At Home: Portland Pride


I took this photo in June 2015, while attending our first Portland Pride event.  This is an iPhone photo, with no filter.  My company had a float in the parade, so I went to meet some of my co-workers while everyone was getting set up.  This beauty was stretched out in front of the old US Customs House on Park Avenue in Old Chinatown, waiting to lead the procession through the neighborhood, along Burnside Avenue to the riverfront where we would all join the festival, culminating a weekend of celebrations.  Without such a large LGBTQ community, Portland has little diversity to speak of.  It is literally the “whitest” city in the US.

We had moved to the city a few months earlier, for a new opportunity which also afforded us the chance to escape the steaming injustice of the South, where I had also spent the 3-years prior advocating for the expansion of the Human Rights Ordinance in Jacksonville (it finally passed in 2017, without the mayor’s signature…ain’t that some shit?!).  Although no LGBTQ person is truly ever safe in America, it was refreshing to see friends, families, companies and churches come together to revel in the distinctiveness of each of us, after bearing witness to the painful, bitter battle to get Jacksonville’s HRO through City Council.

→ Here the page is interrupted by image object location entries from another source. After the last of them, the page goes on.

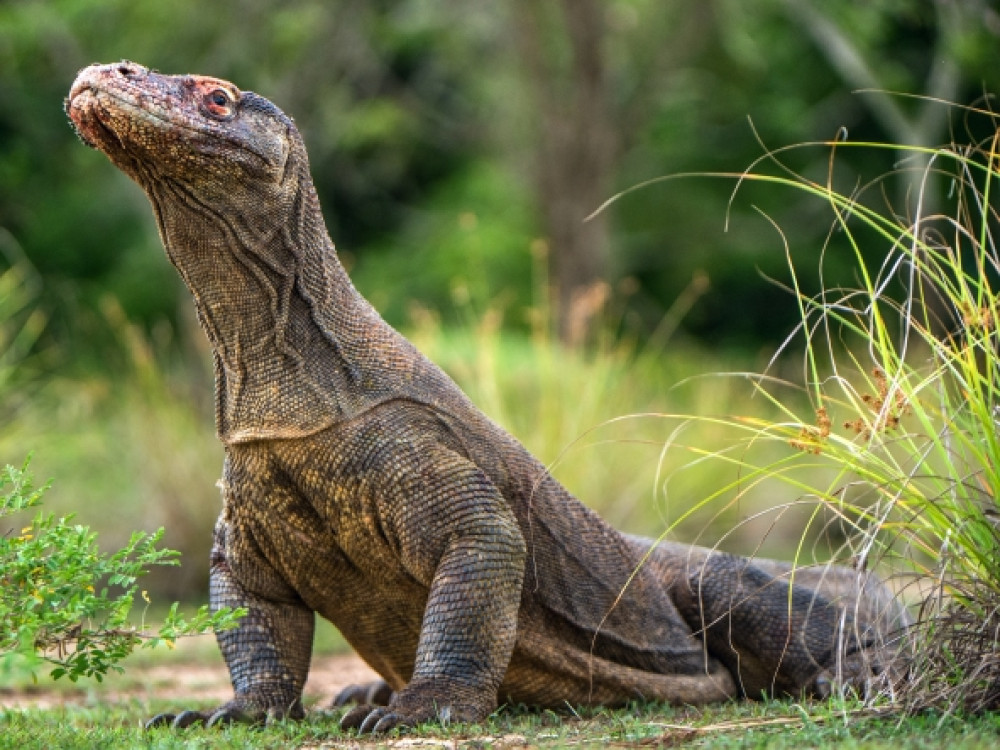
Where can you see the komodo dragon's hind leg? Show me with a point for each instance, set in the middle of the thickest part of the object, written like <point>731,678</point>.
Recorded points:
<point>781,629</point>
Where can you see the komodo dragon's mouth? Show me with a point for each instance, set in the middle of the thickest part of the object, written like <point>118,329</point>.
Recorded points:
<point>88,117</point>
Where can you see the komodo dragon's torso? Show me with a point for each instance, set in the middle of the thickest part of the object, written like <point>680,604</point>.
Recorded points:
<point>360,483</point>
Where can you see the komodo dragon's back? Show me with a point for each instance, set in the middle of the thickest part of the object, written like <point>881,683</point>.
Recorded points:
<point>361,484</point>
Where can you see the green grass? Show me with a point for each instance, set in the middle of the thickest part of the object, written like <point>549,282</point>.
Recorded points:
<point>772,725</point>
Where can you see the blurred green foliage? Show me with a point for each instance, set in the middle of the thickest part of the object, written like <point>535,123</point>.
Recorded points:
<point>422,130</point>
<point>427,126</point>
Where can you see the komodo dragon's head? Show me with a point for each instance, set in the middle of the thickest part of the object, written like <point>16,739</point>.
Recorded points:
<point>194,131</point>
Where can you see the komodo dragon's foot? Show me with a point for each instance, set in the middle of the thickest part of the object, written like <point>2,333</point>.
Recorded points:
<point>237,711</point>
<point>438,700</point>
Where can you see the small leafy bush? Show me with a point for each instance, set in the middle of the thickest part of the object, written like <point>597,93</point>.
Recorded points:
<point>64,604</point>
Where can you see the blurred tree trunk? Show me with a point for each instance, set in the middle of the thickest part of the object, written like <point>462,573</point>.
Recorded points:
<point>923,125</point>
<point>562,47</point>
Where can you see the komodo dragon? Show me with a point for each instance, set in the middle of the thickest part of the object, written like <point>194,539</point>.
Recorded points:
<point>361,484</point>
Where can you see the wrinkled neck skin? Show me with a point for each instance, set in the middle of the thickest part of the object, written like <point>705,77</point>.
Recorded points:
<point>273,298</point>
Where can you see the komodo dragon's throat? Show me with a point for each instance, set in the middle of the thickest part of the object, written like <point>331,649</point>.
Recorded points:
<point>361,484</point>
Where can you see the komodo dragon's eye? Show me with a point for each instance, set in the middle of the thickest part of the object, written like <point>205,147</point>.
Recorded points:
<point>219,102</point>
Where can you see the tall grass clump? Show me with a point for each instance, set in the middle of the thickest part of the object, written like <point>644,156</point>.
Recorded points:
<point>896,450</point>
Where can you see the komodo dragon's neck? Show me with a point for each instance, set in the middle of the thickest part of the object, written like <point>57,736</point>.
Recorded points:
<point>296,347</point>
<point>281,314</point>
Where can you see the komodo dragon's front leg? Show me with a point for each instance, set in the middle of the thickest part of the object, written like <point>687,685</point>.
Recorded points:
<point>267,653</point>
<point>454,533</point>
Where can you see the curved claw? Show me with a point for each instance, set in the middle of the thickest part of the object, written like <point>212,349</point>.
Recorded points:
<point>376,693</point>
<point>374,720</point>
<point>187,719</point>
<point>354,718</point>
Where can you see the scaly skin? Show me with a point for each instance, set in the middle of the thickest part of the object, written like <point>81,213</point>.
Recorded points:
<point>361,484</point>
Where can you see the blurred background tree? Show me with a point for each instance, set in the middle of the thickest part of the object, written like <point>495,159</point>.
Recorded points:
<point>457,148</point>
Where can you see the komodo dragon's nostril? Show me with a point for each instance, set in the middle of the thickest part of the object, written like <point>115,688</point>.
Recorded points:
<point>129,70</point>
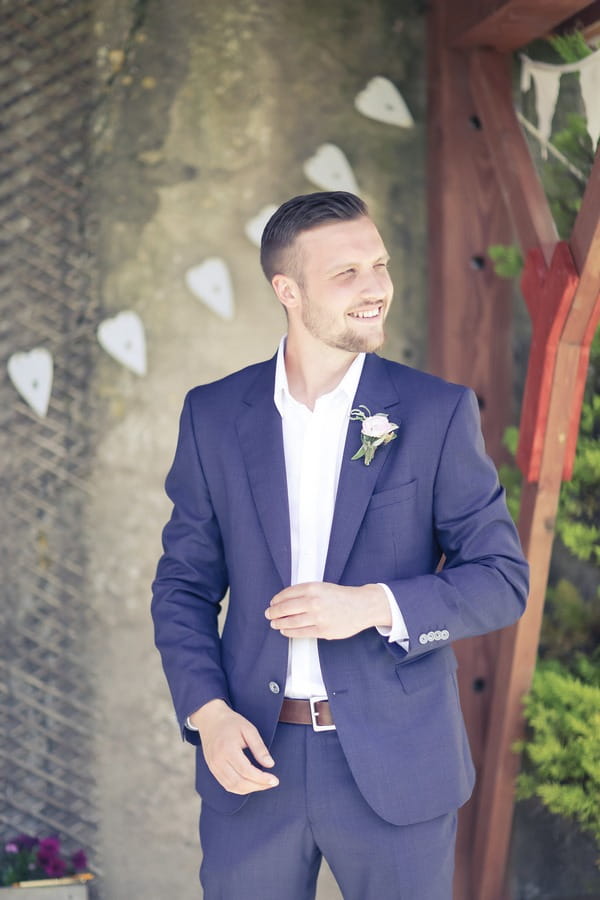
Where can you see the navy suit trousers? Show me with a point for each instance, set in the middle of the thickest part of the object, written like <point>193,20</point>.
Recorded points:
<point>271,849</point>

For all its rainbow flags, however, Portland lacks a rainbow of skin color.  As the city tries to overcome a history tainted with racism, the current wave of gentrification has pushed black and brown people even farther out of a city that claims to be open and welcome to all.  Welcome as long as you have enough money to pay the escalating rents and mortgages in a booming real estate market.  While the city has written provisions for income controlled housing into law, those units can’t be built fast enough.

For as much as we loved Portland, it became unaffordable for us as well.  With a bitter taste in our mouth, we moved back to Jacksonville.  It is nice to be in a city that is truly diverse in color and orientation, but the bigotry here is so much more pronounced, and the challenges to create equity living in a red state are harder to overcome.

Is there anywhere we can meet in the middle?